In a scene that is all too familiar to senior UKIP officials, German politician Frauke Petry, one of the joint-leading spokespeople for the eurosceptic Alternative for Germany (AfD), was attacked by masked opponents while dining in a restaurant in Göttingen, Lower Saxony, on Wednesday evening.
The Local reports that in a seemingly innocuous approach a young woman walked up to the table Petry and her fellow diner were sitting at to ask“are you Frauke Petry?” She confirmed her identity. The woman then insulted the politician before running out of the restaurant.
Shortly after three masked individuals burst in and overturned Petry’s table. Throwing bags filled with fruit juice at the politician the assailants shouted “Nazis out” before running away.
Commenting after the event Petry labeled the incident a “brutal attempt to limit freedom of speech” describing it as “rotten.” She also warned that violence from the far-left is not treated seriously enough by mainstream parties.
The incident is not an isolated one. Two years ago in the same town activists from Antifa – a left-wing anti-fascist movement – poured petrol over a local AfD committee member’s house and other party members have spoken of receiving threatening phone calls. In addition in April police had to intervene when football fans hurled political abuse at another AfD leader, Bernd Lucke, as he accompanied his wife on a train journey from Berlin to Cologne.
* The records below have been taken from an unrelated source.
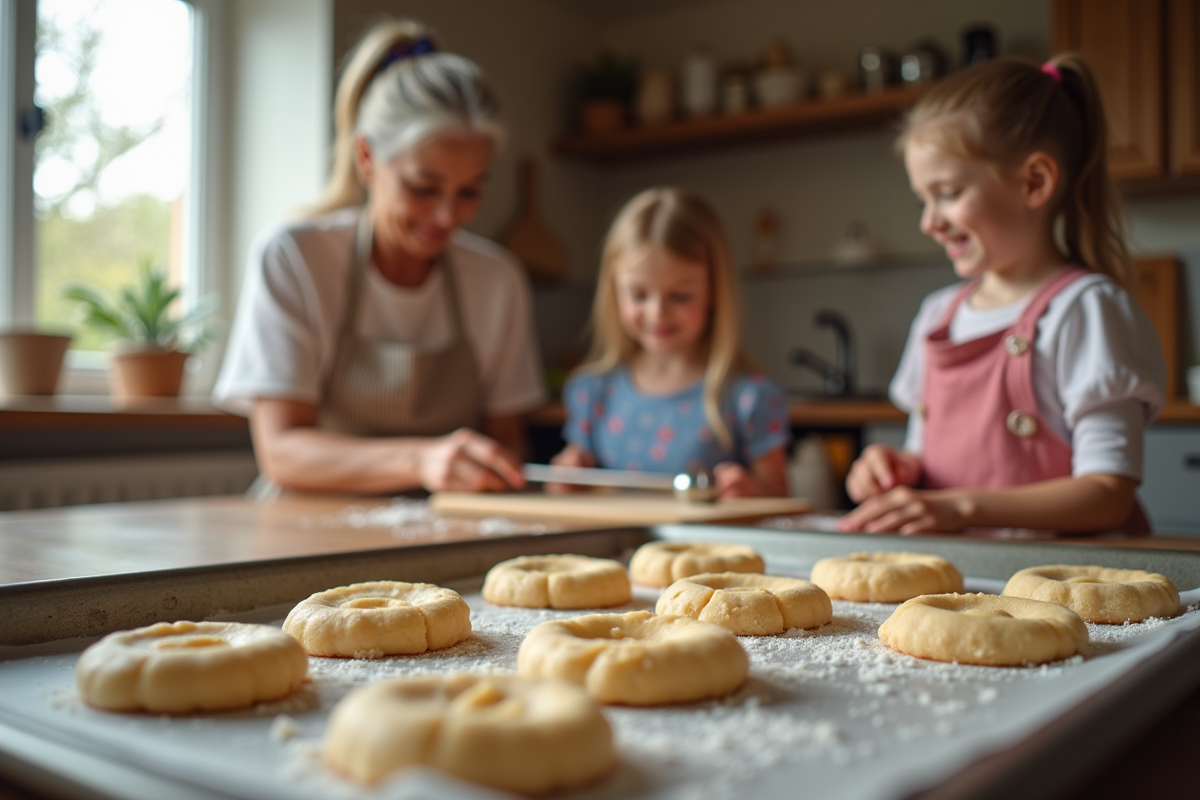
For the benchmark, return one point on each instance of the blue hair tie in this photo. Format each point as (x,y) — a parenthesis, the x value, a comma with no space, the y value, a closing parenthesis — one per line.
(421,46)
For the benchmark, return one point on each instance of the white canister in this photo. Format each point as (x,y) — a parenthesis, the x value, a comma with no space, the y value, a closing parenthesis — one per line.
(700,83)
(1194,384)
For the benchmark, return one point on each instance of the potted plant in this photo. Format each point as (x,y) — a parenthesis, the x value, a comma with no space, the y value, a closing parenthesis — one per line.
(31,360)
(605,90)
(154,343)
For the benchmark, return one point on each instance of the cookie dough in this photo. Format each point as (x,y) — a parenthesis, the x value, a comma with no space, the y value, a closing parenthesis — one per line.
(636,659)
(989,630)
(557,582)
(747,603)
(885,577)
(180,667)
(660,564)
(1098,594)
(382,618)
(502,731)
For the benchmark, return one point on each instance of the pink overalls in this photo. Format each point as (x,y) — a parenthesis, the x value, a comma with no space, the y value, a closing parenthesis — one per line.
(982,426)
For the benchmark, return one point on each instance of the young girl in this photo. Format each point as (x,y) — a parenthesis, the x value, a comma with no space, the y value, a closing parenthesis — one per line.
(666,386)
(1030,385)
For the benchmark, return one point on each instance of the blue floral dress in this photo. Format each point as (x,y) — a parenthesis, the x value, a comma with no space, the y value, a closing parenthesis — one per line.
(623,428)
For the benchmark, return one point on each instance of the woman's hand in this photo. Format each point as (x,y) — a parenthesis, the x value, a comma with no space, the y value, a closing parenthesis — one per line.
(571,456)
(736,481)
(906,510)
(881,469)
(467,461)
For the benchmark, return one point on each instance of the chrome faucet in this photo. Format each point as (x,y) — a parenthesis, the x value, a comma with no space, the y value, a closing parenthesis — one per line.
(839,376)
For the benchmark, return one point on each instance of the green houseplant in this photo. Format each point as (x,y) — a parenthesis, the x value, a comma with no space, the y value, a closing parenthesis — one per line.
(605,90)
(154,342)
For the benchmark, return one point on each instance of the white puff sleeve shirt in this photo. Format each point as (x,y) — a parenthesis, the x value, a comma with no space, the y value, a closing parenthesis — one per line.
(1098,370)
(285,335)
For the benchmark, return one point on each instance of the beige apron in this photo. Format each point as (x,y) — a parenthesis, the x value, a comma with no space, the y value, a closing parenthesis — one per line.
(393,389)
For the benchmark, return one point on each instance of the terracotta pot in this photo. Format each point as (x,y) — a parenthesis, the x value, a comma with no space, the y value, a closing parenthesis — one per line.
(604,115)
(147,373)
(30,362)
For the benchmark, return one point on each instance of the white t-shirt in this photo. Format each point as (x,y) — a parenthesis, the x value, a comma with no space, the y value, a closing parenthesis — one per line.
(285,335)
(1098,370)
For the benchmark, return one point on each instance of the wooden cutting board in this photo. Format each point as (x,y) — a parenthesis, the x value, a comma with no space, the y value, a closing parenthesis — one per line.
(607,509)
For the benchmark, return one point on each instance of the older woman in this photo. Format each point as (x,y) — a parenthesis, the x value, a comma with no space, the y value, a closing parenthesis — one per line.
(378,347)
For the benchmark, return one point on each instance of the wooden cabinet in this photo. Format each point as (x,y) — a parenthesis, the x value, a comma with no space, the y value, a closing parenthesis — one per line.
(852,112)
(1145,58)
(1183,79)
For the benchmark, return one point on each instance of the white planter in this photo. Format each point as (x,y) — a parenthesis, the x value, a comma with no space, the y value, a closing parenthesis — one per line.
(1194,384)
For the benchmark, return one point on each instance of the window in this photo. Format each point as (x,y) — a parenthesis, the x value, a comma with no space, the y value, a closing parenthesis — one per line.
(113,179)
(112,166)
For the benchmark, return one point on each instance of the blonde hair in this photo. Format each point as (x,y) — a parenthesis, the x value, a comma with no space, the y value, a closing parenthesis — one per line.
(1006,109)
(396,102)
(685,226)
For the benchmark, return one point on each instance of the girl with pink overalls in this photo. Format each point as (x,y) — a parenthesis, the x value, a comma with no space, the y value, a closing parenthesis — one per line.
(1030,384)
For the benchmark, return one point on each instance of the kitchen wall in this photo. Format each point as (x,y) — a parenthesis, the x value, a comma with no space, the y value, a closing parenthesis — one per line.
(816,186)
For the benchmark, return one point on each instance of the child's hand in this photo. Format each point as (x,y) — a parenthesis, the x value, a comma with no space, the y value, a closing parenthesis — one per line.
(571,456)
(881,469)
(906,510)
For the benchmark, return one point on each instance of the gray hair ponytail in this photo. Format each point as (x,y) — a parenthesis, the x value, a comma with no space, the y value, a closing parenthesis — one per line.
(397,102)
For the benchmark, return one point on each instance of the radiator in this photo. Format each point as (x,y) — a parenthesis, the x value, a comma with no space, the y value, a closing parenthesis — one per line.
(78,481)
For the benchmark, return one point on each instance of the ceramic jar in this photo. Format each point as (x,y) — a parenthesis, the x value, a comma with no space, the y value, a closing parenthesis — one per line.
(655,97)
(700,83)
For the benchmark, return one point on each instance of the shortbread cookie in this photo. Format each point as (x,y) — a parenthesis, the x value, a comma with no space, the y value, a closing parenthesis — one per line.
(660,564)
(382,618)
(747,603)
(511,733)
(885,577)
(988,630)
(636,659)
(180,667)
(1098,594)
(557,582)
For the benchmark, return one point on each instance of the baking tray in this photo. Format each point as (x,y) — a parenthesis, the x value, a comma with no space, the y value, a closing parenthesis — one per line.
(825,714)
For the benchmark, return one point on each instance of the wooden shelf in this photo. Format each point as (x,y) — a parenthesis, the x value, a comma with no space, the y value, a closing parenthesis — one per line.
(855,112)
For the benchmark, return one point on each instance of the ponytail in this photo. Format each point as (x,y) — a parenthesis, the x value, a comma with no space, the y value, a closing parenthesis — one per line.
(1091,214)
(1005,109)
(396,90)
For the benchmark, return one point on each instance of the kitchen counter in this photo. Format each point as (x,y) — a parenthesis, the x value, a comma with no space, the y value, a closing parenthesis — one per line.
(839,413)
(129,537)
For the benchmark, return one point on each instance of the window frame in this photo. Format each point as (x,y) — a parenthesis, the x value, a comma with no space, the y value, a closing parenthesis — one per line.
(204,226)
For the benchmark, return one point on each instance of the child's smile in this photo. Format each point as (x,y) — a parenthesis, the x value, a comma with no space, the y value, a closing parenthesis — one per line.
(664,301)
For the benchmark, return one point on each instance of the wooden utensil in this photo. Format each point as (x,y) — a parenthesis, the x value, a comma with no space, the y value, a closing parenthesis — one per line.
(529,238)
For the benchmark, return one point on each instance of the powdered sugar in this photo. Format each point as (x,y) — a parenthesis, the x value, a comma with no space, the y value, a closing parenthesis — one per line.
(413,519)
(832,704)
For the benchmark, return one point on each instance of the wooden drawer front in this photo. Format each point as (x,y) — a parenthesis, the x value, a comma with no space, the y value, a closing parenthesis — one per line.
(1171,487)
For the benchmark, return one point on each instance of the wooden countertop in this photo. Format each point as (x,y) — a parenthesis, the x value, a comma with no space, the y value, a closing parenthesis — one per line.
(862,411)
(66,411)
(126,537)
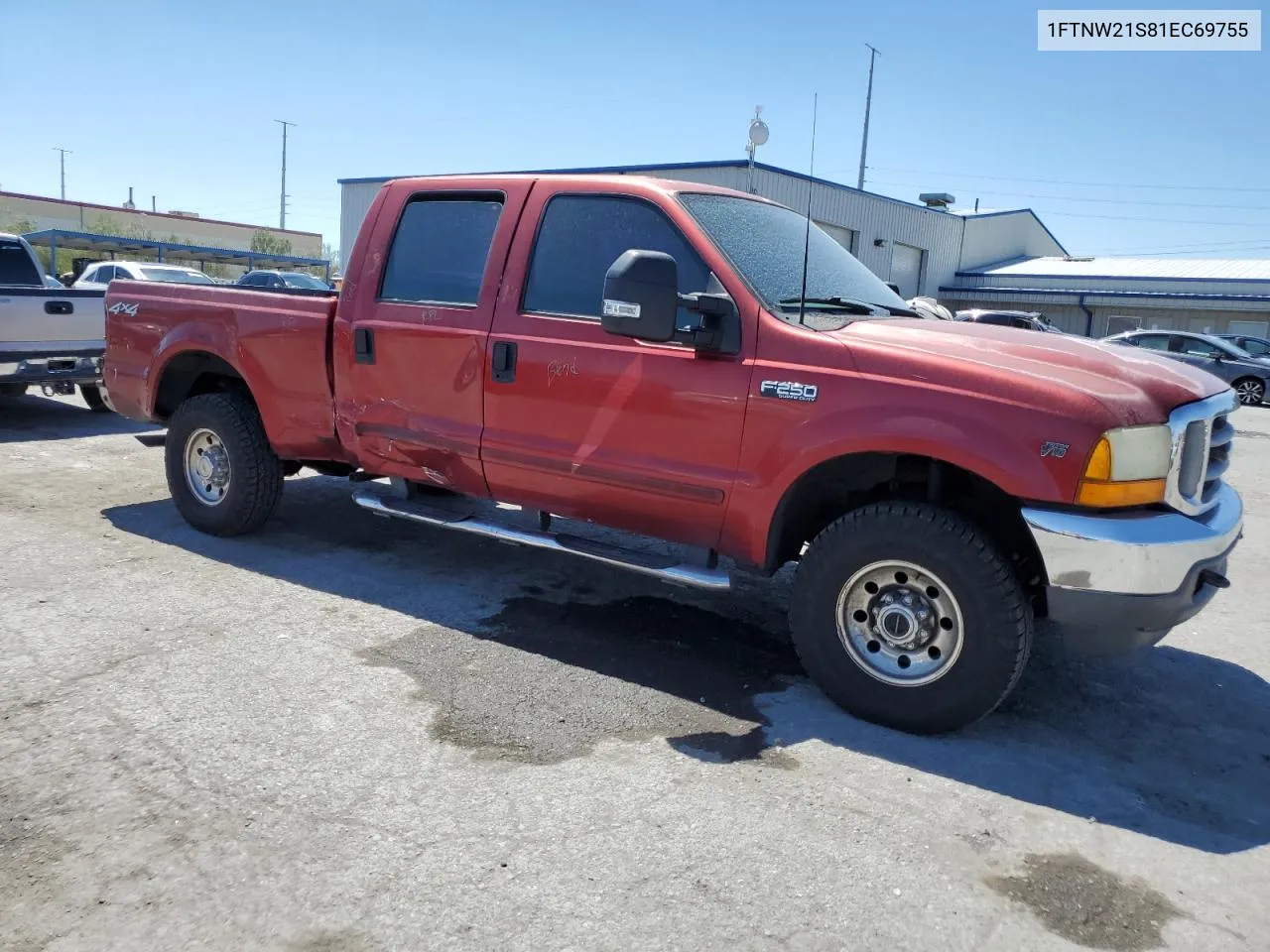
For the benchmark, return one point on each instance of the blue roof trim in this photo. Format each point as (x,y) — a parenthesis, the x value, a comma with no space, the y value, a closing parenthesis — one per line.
(671,167)
(1020,211)
(1096,293)
(1109,277)
(122,241)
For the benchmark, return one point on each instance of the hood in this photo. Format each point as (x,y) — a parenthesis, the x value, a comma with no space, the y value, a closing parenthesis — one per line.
(1062,373)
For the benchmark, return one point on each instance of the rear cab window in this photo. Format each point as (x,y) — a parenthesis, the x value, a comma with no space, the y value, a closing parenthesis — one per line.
(17,267)
(580,236)
(441,248)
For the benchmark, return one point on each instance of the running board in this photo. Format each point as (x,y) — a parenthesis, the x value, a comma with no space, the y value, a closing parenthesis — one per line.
(645,563)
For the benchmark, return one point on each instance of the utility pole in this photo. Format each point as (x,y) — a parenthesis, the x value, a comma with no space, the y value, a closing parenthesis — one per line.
(282,199)
(64,151)
(864,141)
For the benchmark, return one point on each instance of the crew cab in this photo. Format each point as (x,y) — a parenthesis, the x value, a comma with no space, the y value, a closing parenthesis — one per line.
(50,335)
(702,367)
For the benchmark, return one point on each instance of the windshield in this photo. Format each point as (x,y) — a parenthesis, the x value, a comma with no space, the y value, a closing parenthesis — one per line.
(176,275)
(765,244)
(294,280)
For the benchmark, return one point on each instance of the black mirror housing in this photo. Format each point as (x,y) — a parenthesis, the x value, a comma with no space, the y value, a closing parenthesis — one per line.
(642,296)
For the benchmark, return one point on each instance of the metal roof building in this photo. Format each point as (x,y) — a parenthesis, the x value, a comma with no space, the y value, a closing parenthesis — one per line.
(1100,296)
(916,246)
(1002,259)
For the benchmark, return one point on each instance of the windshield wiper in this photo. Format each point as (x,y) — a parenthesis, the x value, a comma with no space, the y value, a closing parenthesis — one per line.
(849,304)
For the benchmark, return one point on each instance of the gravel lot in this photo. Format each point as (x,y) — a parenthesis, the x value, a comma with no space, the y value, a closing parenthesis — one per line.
(353,735)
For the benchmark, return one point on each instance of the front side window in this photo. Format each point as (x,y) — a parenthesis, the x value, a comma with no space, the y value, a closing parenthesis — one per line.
(579,239)
(440,249)
(176,276)
(1257,348)
(16,266)
(1194,348)
(299,280)
(765,244)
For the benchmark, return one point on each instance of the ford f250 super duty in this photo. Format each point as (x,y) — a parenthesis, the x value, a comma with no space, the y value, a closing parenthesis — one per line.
(49,335)
(698,366)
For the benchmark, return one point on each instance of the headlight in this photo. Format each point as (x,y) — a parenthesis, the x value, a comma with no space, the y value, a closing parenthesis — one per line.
(1127,467)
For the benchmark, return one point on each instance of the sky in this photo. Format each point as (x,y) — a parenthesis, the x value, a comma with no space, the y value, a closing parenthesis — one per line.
(1118,153)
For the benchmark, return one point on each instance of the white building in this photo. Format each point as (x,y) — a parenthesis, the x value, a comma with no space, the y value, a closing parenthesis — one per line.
(1101,296)
(912,245)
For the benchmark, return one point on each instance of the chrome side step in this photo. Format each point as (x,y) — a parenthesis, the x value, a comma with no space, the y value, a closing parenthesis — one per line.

The parallels with eurosceptic politics in Britain are striking. The trajectory of AfD is similar to that of UKIP. Founded in 2013 and initially backed by prominent economists, journalists and business leaders AfD grew in popularity and support, moving beyond its academic roots into a popular movement that has won representation both in the European Parliament (where it sits in the same group as the British Conservative Party) and several German state parliaments. At the same time there has been an ideological struggle for direction within the top ranks of the party with senior party figures from East Germany looking to widen the focus from being a protest against the Euro to being a broader populist party.
AfD’s violent treatment at the hands of opponents is similar to that meted out to UKIP. Two years ago Nigel Farage required police protection when a mob of protestors he described as “yobbo, fascist scum” targeted him during a visit to Edinburgh. More recently Farage was harassed by a gang of protestors while dining privately with his family in a pub in Kent and UKIP’s only MP, Douglas Carswell, required a police escort to get him away from a threatening crowd in scenes witnessed by Breitbart London.
In addition, accusations of racism levelled at the party are identical to those thrown at UKIP. One AfD spokesman told The Local: “Among the public there is this false perception that we are a party that hates foreigners, it is is created by a hostile media who attack us because we are new. But many people simply want to believe in this perception.” He said that media seizes upon “black sheep” in the party to create a negative image, even though “the CDU has more of these kinds of people in its ranks then we do.”